Saudis' biggest oil surge in five years barely steadies OPEC output

Grant Smith July 02, 2018

LONDON (Bloomberg) -- Saudi Arabia’s biggest oil-production surge in five years was only enough to keep OPEC’s output steady last month, as losses elsewhere in the group piled up.

The kingdom is delivering on its promise to try and tame crude prices, boosting output by 330,000 bpd in June to 10.3 MMbpd, according to a Bloomberg News survey of analysts, oil companies and ship-tracking data. That’s the biggest monthly jump in production since July 2013.

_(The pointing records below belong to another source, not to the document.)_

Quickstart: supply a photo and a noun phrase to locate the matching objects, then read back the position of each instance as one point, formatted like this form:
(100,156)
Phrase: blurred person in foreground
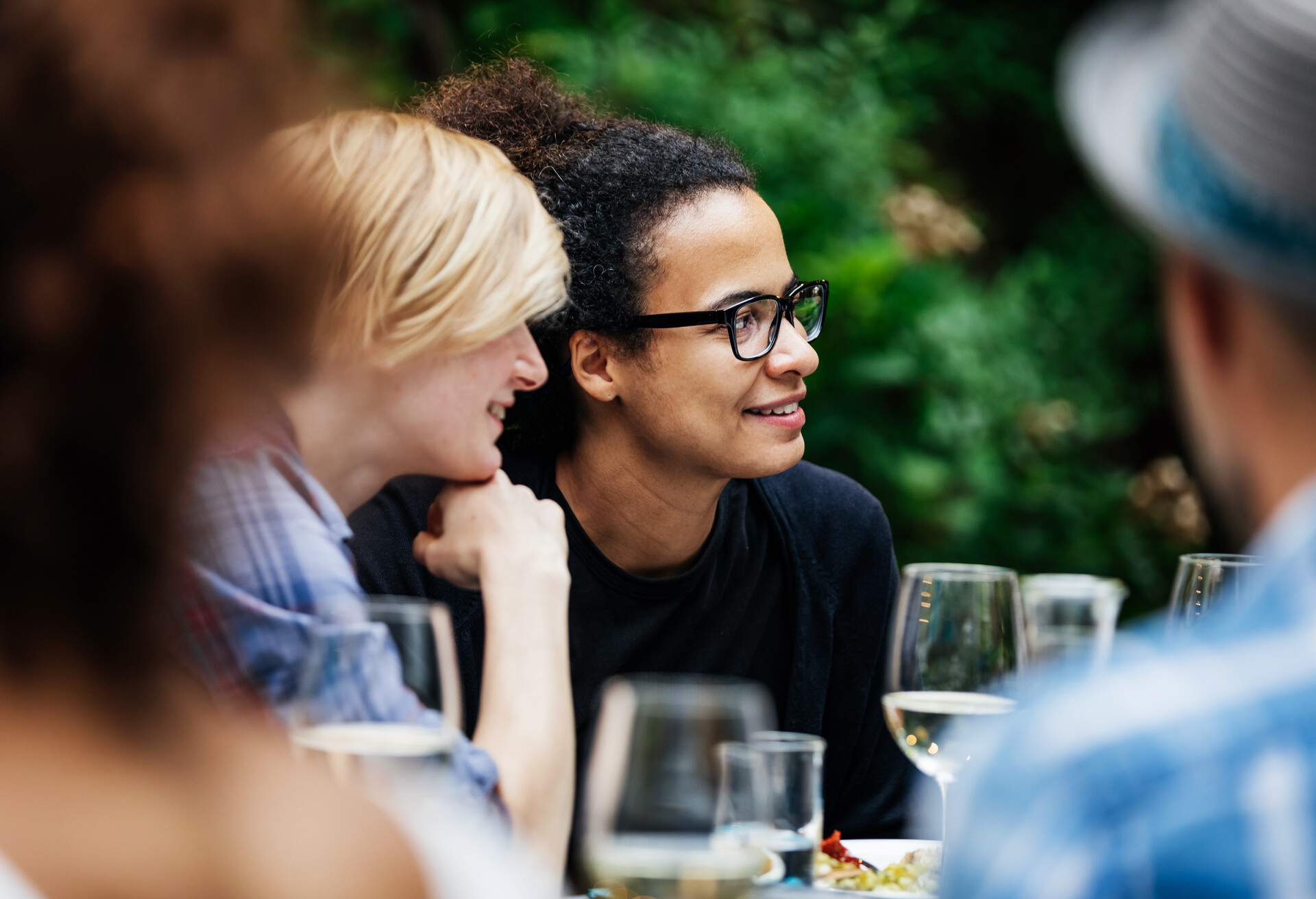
(699,541)
(440,253)
(149,277)
(1191,770)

But disruptions in Libya, coupled with ongoing supply losses in Venezuela and Angola, meant overall output from the Organization of Petroleum Exporting Countries rose only 30,000 bpd to 31.83 MMbpd.

With oil prices at their highest in more than three years, Saudi Arabia -- OPEC’s biggest member -- is under intense political pressure from U.S. President Donald Trump to cool the rally and ease the strain on the global economy. That pressure is set to grow as Trump hits the Saudis’ political nemesis, Iran, with sanctions and urges the kingdom to fill the gap.

The survey shows the scale of the challenge the Saudis face. Even before sanctions make a dent in Iranian exports, losses are accumulating in OPEC’s other troubled members.

Venezuela’s output has sunk to the lowest in decades as a spiraling economic crisis engulfs the country’s oil infrastructure. In Libya, renewed political clashes have led to control of oil ports passing to a faction that opposes the state oil company.